The following are the treatment options for calcium antagonist toxicity -
-
Resuscitation - It requires early intubation and ventilation when life-threatening toxicity is anticipated. Early invasive blood pressure monitoring if evolving hypotension and shock.
-
Specific Treatment for the Cardiovascular System - Fluid resuscitation is done to regulate hemodynamics to grain the tissue perfusion and, ultimately, the tissue oxygen delivery. It is given up to 20 milliliters per kilograms (mL/kg) crystalloid. Calcium can be useful for temporizing measures to increase heart rate and blood pressure. Atropine is indicated for maintaining the cardiovascular system.
-
Gastrointestinal (GI) Decontamination - Gastrointestinal decontamination as a choice of treatment is rarely done in the emergency department. Gastrointestinal decontamination should be done within the first one to two hours post-ingestion of the calcium channel blocker. The use of this method is not recommended for hemodynamically unstable patients. Gastrointestinal decontamination can be done through whole-bowel irrigation (WBI), orogastric lavage, or indicating the administration of activated charcoal (AC).
-
High-Dose Insulin Euglycemia Therapy (HIET) - High-dose insulin euglycemia therapy (HIET) works by a number of mechanisms in the treatment of calcium channel blocker toxicity. High-dose insulin euglycemia therapy (HIET) creates positive inotropic effects by improving vascular dilation, raising the cardiac output and regulating blood pressure, and escalating the intracellular transport of glucose into myocardial cells. In addition, high-dose insulin euglycemia therapy (HIET) helps in reducing the infusion requirements of catecholamines and hemodynamic instability as it does not affect the heart rate.
-
Lipid Emulsions Therapy (LET) - Lipid emulsions therapy (LET) is used to reduce the toxicity of several lipophilic drugs, including non-dihydropyridine and Verapamil. However, lipid emulsions therapy (LET) should be indicated in patients who do not respond to first-line treatments, patients with refractory shock, and poly-drug toxicity.
-
Inotropes and Vasopressors - In patients with calcium channel blocker toxicity, problems like peripheral vasodilation (widening of blood vessels), cardiac depression (decreased heart output), and conduction abnormalities (problems with the electrical system that controls the heart rate) are expected. The use of vasopressors is recommended to maintain hemodynamic stability.
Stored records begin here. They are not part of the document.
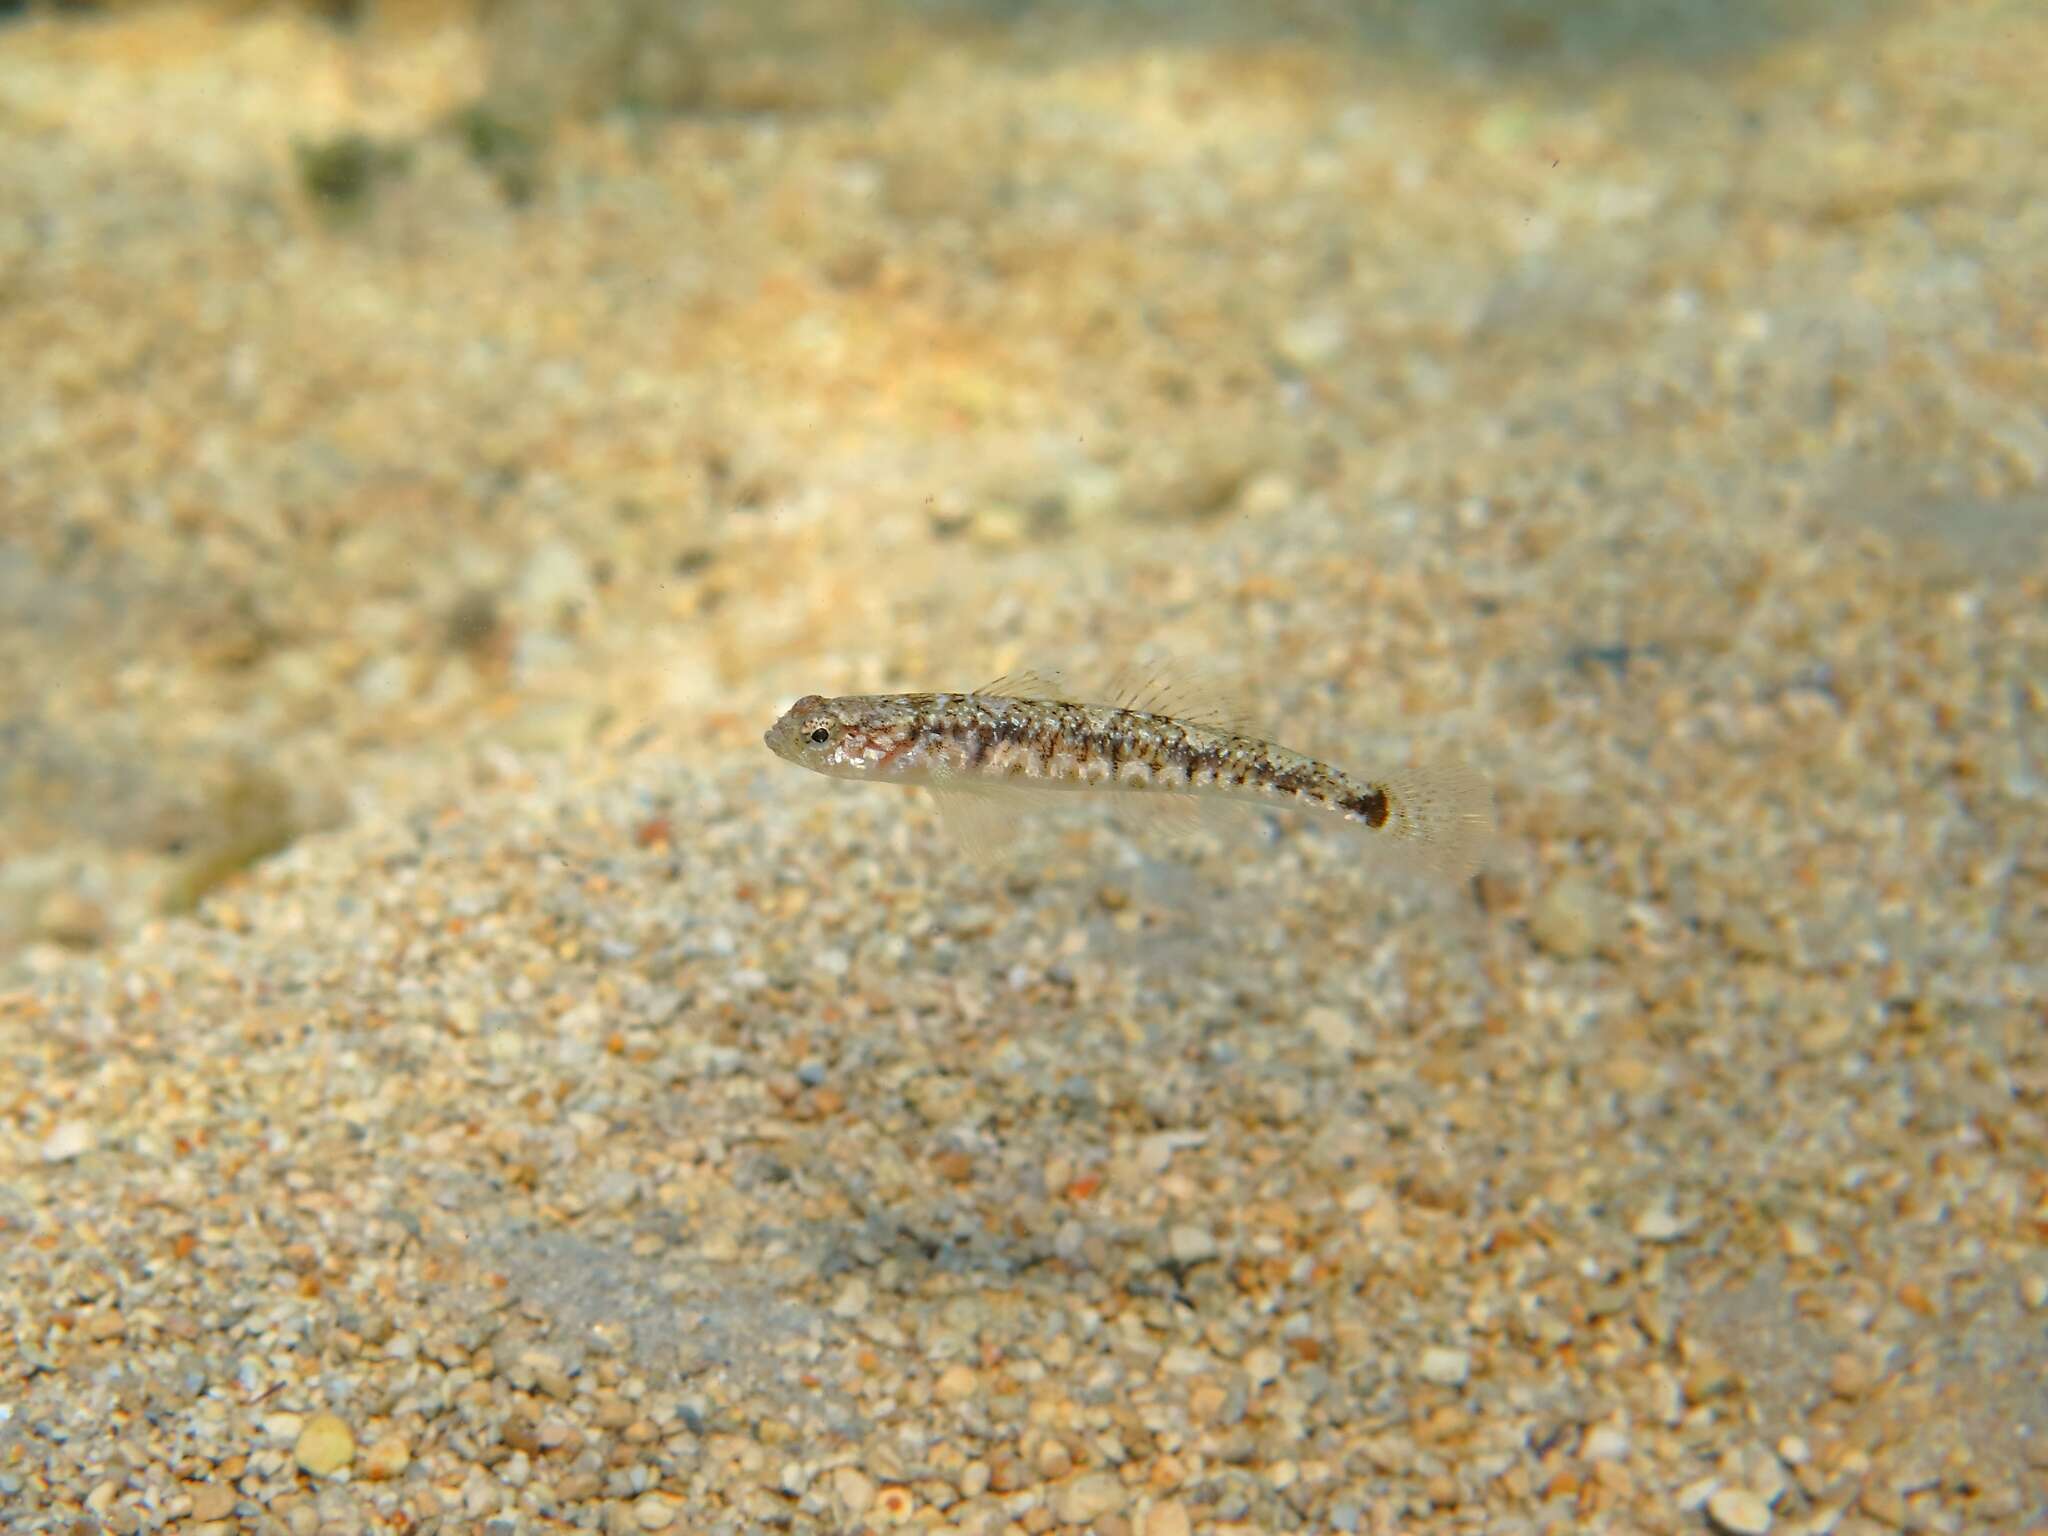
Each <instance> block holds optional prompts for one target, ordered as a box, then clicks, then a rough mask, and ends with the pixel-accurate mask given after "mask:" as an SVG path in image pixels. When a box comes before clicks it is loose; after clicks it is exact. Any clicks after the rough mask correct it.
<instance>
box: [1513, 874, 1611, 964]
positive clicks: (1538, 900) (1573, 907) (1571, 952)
mask: <svg viewBox="0 0 2048 1536" xmlns="http://www.w3.org/2000/svg"><path fill="white" fill-rule="evenodd" d="M1528 922H1530V938H1534V940H1536V944H1538V948H1542V950H1544V952H1548V954H1554V956H1556V958H1561V961H1583V958H1585V956H1587V954H1606V952H1610V950H1614V946H1616V940H1618V938H1620V926H1622V913H1620V905H1618V903H1616V901H1614V897H1612V895H1608V891H1604V889H1602V887H1599V885H1595V883H1593V881H1591V879H1589V877H1585V874H1565V877H1561V879H1556V881H1552V883H1550V885H1548V887H1546V889H1544V893H1542V895H1540V897H1536V903H1534V905H1532V907H1530V920H1528Z"/></svg>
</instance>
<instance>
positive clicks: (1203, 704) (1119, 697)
mask: <svg viewBox="0 0 2048 1536" xmlns="http://www.w3.org/2000/svg"><path fill="white" fill-rule="evenodd" d="M1106 688H1108V692H1106V696H1104V702H1106V705H1112V707H1116V709H1133V711H1137V713H1139V715H1171V717H1174V719H1178V721H1188V723H1190V725H1208V727H1214V729H1219V731H1233V733H1237V735H1251V733H1253V731H1251V711H1249V709H1247V707H1245V700H1243V698H1239V696H1237V694H1235V692H1233V690H1229V688H1225V686H1221V684H1217V682H1214V680H1212V678H1206V676H1202V674H1200V672H1198V670H1196V668H1192V666H1188V664H1186V662H1130V664H1126V666H1120V668H1118V670H1116V672H1112V674H1110V678H1108V684H1106Z"/></svg>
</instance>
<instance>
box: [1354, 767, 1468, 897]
mask: <svg viewBox="0 0 2048 1536" xmlns="http://www.w3.org/2000/svg"><path fill="white" fill-rule="evenodd" d="M1374 788H1378V791H1382V793H1384V795H1386V821H1384V823H1380V827H1378V829H1376V831H1374V834H1372V836H1374V838H1382V840H1384V844H1386V850H1389V852H1391V854H1393V856H1395V860H1397V862H1401V864H1405V866H1411V868H1419V870H1423V872H1427V874H1436V877H1440V879H1450V881H1462V879H1466V877H1470V874H1477V872H1479V868H1481V864H1483V862H1485V854H1487V844H1491V842H1493V784H1489V782H1487V776H1485V774H1481V772H1479V770H1475V768H1468V766H1466V764H1462V762H1436V764H1423V766H1415V768H1403V770H1399V772H1393V774H1389V776H1384V778H1380V780H1378V782H1376V784H1374Z"/></svg>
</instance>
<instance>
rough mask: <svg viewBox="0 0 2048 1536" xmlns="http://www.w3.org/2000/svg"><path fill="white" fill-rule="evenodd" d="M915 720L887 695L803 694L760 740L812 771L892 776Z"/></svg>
mask: <svg viewBox="0 0 2048 1536" xmlns="http://www.w3.org/2000/svg"><path fill="white" fill-rule="evenodd" d="M913 729H915V719H913V717H911V713H909V711H905V709H901V707H893V700H889V698H821V696H819V694H805V696H803V698H799V700H797V702H795V705H791V707H788V709H786V711H784V713H782V719H778V721H776V723H774V725H770V727H768V733H766V735H764V737H762V741H766V743H768V750H770V752H772V754H776V756H778V758H786V760H788V762H795V764H797V766H801V768H809V770H811V772H813V774H827V776H829V778H889V772H887V770H889V764H891V762H893V756H895V752H897V748H901V743H903V741H907V739H909V737H911V733H913Z"/></svg>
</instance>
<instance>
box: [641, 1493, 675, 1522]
mask: <svg viewBox="0 0 2048 1536" xmlns="http://www.w3.org/2000/svg"><path fill="white" fill-rule="evenodd" d="M633 1520H635V1524H639V1528H641V1530H668V1528H670V1526H672V1524H676V1503H674V1499H668V1497H664V1495H659V1493H649V1495H645V1497H643V1499H639V1501H637V1503H635V1505H633Z"/></svg>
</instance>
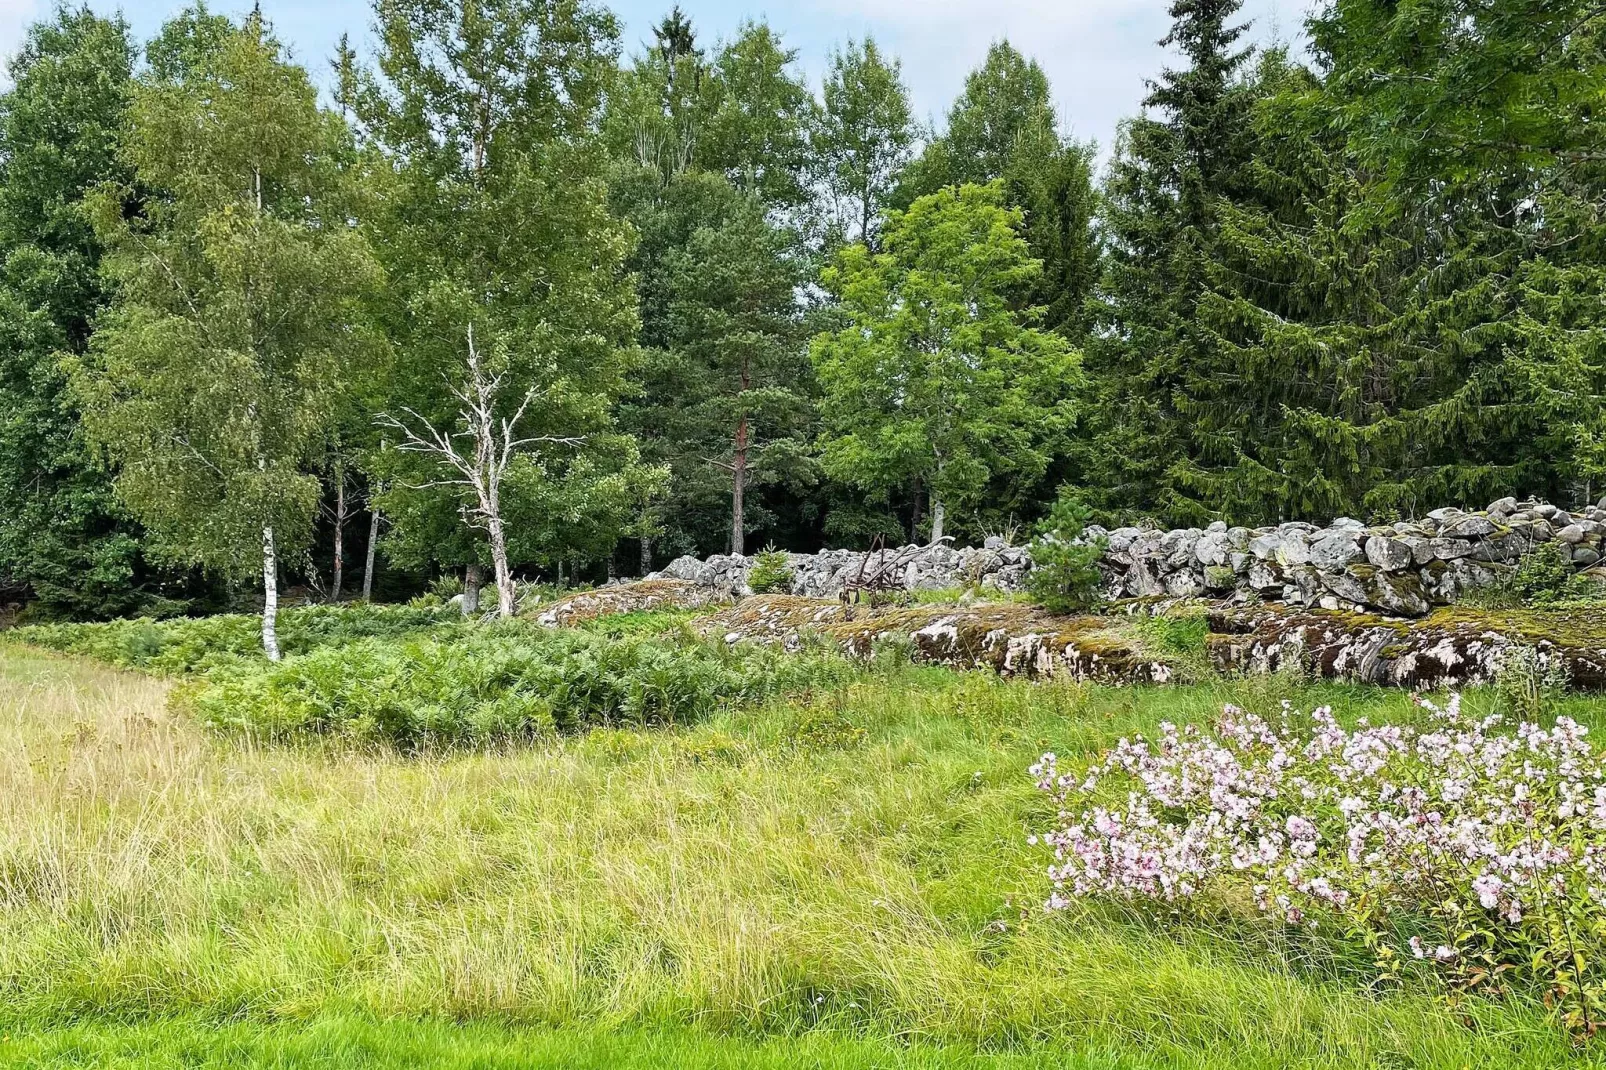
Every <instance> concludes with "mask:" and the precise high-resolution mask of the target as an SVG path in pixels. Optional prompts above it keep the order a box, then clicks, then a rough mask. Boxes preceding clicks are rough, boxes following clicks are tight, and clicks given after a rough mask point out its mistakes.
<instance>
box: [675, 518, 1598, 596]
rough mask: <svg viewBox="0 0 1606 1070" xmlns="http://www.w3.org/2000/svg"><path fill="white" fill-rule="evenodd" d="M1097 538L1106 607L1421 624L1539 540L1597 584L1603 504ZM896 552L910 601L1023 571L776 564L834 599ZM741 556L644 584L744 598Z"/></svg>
mask: <svg viewBox="0 0 1606 1070" xmlns="http://www.w3.org/2000/svg"><path fill="white" fill-rule="evenodd" d="M1086 537H1087V538H1103V540H1105V553H1103V559H1102V561H1100V569H1102V570H1103V574H1105V578H1107V586H1108V594H1110V598H1111V599H1123V598H1152V596H1166V598H1211V599H1217V601H1232V602H1254V601H1275V602H1285V604H1290V606H1301V607H1312V609H1314V607H1320V609H1331V611H1343V609H1365V611H1372V612H1380V614H1386V615H1391V617H1421V615H1426V614H1428V612H1429V611H1431V609H1433V607H1434V606H1445V604H1450V602H1453V601H1457V596H1458V594H1461V593H1463V591H1469V590H1476V588H1481V586H1489V585H1494V583H1498V582H1500V580H1502V578H1503V577H1505V575H1508V574H1510V570H1511V569H1514V567H1516V566H1518V562H1521V559H1522V557H1524V556H1526V554H1529V553H1534V551H1535V549H1537V548H1540V546H1543V545H1547V543H1553V545H1556V546H1558V548H1559V549H1561V553H1563V554H1564V556H1566V557H1567V561H1571V562H1572V566H1574V567H1575V569H1579V570H1580V572H1585V574H1588V575H1593V577H1596V578H1601V580H1603V582H1606V566H1600V564H1598V562H1600V561H1601V553H1603V537H1606V501H1603V503H1601V504H1596V506H1584V508H1580V509H1577V511H1574V513H1569V511H1566V509H1561V508H1558V506H1553V504H1548V503H1543V501H1518V500H1516V498H1502V500H1500V501H1495V503H1492V504H1490V506H1489V508H1487V509H1479V511H1463V509H1457V508H1444V509H1434V511H1433V513H1429V514H1426V516H1423V517H1421V519H1415V521H1399V522H1394V524H1381V525H1367V524H1363V522H1360V521H1354V519H1349V517H1339V519H1336V521H1333V522H1331V524H1328V525H1327V527H1317V525H1314V524H1304V522H1290V524H1278V525H1269V527H1253V529H1251V527H1229V525H1227V524H1224V522H1216V524H1211V525H1209V527H1203V529H1176V530H1169V532H1160V530H1155V529H1147V527H1118V529H1113V530H1107V529H1100V527H1090V529H1089V530H1087V535H1086ZM893 556H907V564H904V566H903V567H901V569H899V575H896V577H895V582H896V585H898V586H901V588H904V590H911V591H919V590H946V588H976V590H980V591H1005V593H1007V591H1018V590H1021V588H1023V586H1025V582H1026V574H1028V572H1029V570H1031V554H1029V553H1028V549H1026V548H1025V546H1007V545H1004V540H1001V538H989V540H988V541H986V545H983V546H976V548H954V546H946V545H941V546H928V548H923V549H919V551H914V549H909V551H907V554H903V551H885V554H882V556H880V557H878V556H877V554H864V553H858V551H851V549H825V551H821V553H817V554H789V562H790V569H792V590H790V593H792V594H797V596H803V598H835V596H837V594H838V593H840V591H842V590H843V586H845V585H846V583H850V582H851V578H853V577H856V575H859V572H861V570H864V569H869V570H875V569H877V567H878V566H880V564H882V562H883V561H890V559H891V557H893ZM753 561H755V559H753V557H742V556H739V554H716V556H713V557H708V559H707V561H699V559H697V557H679V559H676V561H675V562H673V564H670V567H668V569H665V570H663V572H658V574H654V577H652V578H658V577H662V578H675V580H684V582H689V583H694V585H699V586H708V588H715V590H723V591H729V593H732V594H745V593H748V588H747V577H748V572H750V569H752V566H753Z"/></svg>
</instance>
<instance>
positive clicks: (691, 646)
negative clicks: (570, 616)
mask: <svg viewBox="0 0 1606 1070" xmlns="http://www.w3.org/2000/svg"><path fill="white" fill-rule="evenodd" d="M850 672H853V668H851V665H850V664H848V662H846V660H845V659H842V657H834V655H822V654H803V655H784V654H779V652H774V651H764V649H745V647H744V649H739V651H729V649H724V647H723V646H718V644H708V643H700V641H689V639H683V641H654V639H642V638H607V636H599V635H594V633H588V631H536V630H533V628H527V627H524V625H516V627H506V628H499V630H498V628H487V630H482V631H469V633H464V635H459V636H454V638H450V639H442V638H434V636H411V638H403V639H390V638H387V639H361V641H357V643H349V644H345V646H340V647H332V646H331V647H324V649H318V651H313V652H310V654H307V655H302V657H287V659H286V660H284V662H283V664H279V665H273V667H263V668H257V670H254V672H239V673H226V672H225V673H215V675H214V678H210V680H209V681H207V683H206V684H204V686H199V688H196V689H191V691H190V692H188V696H186V699H185V702H186V704H188V705H190V707H191V709H193V710H196V712H198V713H199V715H201V717H202V718H204V720H207V721H209V723H212V725H217V726H230V728H244V729H251V731H259V733H265V734H268V736H275V737H283V736H292V734H299V733H321V734H340V736H350V737H357V739H379V741H390V742H397V744H403V745H411V744H418V742H426V741H430V742H437V741H438V742H482V741H491V739H507V737H520V736H535V734H541V733H546V731H573V729H580V728H588V726H594V725H663V723H687V721H694V720H697V718H700V717H703V715H707V713H708V712H711V710H713V709H716V707H721V705H728V704H740V702H755V700H760V699H763V697H766V696H769V694H774V692H779V691H789V689H797V688H805V686H809V684H814V683H824V681H827V680H834V678H840V676H845V675H848V673H850Z"/></svg>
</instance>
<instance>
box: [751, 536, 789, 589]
mask: <svg viewBox="0 0 1606 1070" xmlns="http://www.w3.org/2000/svg"><path fill="white" fill-rule="evenodd" d="M747 585H748V586H750V588H753V594H785V593H790V591H792V559H790V557H789V556H787V551H784V549H776V545H774V543H769V545H768V546H764V549H763V551H761V553H760V554H758V561H755V562H753V570H752V572H750V574H748V575H747Z"/></svg>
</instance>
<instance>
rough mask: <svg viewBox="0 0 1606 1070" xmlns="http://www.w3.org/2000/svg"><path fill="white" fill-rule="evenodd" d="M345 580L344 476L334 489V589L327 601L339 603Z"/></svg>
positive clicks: (331, 591)
mask: <svg viewBox="0 0 1606 1070" xmlns="http://www.w3.org/2000/svg"><path fill="white" fill-rule="evenodd" d="M344 578H345V474H344V472H342V474H340V477H339V482H337V484H336V487H334V588H332V590H331V591H329V601H331V602H337V601H340V582H342V580H344Z"/></svg>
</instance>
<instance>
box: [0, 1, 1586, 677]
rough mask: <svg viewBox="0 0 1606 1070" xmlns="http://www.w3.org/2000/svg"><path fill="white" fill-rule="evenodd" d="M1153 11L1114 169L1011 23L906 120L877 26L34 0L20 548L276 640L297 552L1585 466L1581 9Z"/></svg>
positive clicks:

Epinephrine increases heart rate, contractility, and blood pressure through the beta-1 and alpha-1 adrenergic receptors stimulation. Norepinephrine increases blood pressure by acting effectively on the alpha-1 adrenergic receptors. Dobutamine, on the other hand, increases heart rate and contractility through beta-1 receptor stimulation. Epinephrine and Dobutamine are recommended in patients with cardiogenic shock, while norepinephrine is indicated in vasogenic shock. But alone Dopamine or vasopressors are recommended due to poor clinical outcomes for calcium channel blocker toxicity.
-
Dialysis - Calcium channel blockers are differentiated by their high protein-binding abilities, which minimizes their potential to dialyze them in cases of severe calcium channel blocker toxicity.
Conclusion
Calcium channel blocker toxicity is a commonly observed medical emergency that requires fast and accurate patient evaluation and assessment. Rapid and comprehensive early diagnosis and management are recommended, with monitoring based on the patient's condition and the severity of signs and symptoms. The first-line therapies include the indication of calcium, high-dose insulin euglycemia therapy (HIET), dialysis, and vasopressors.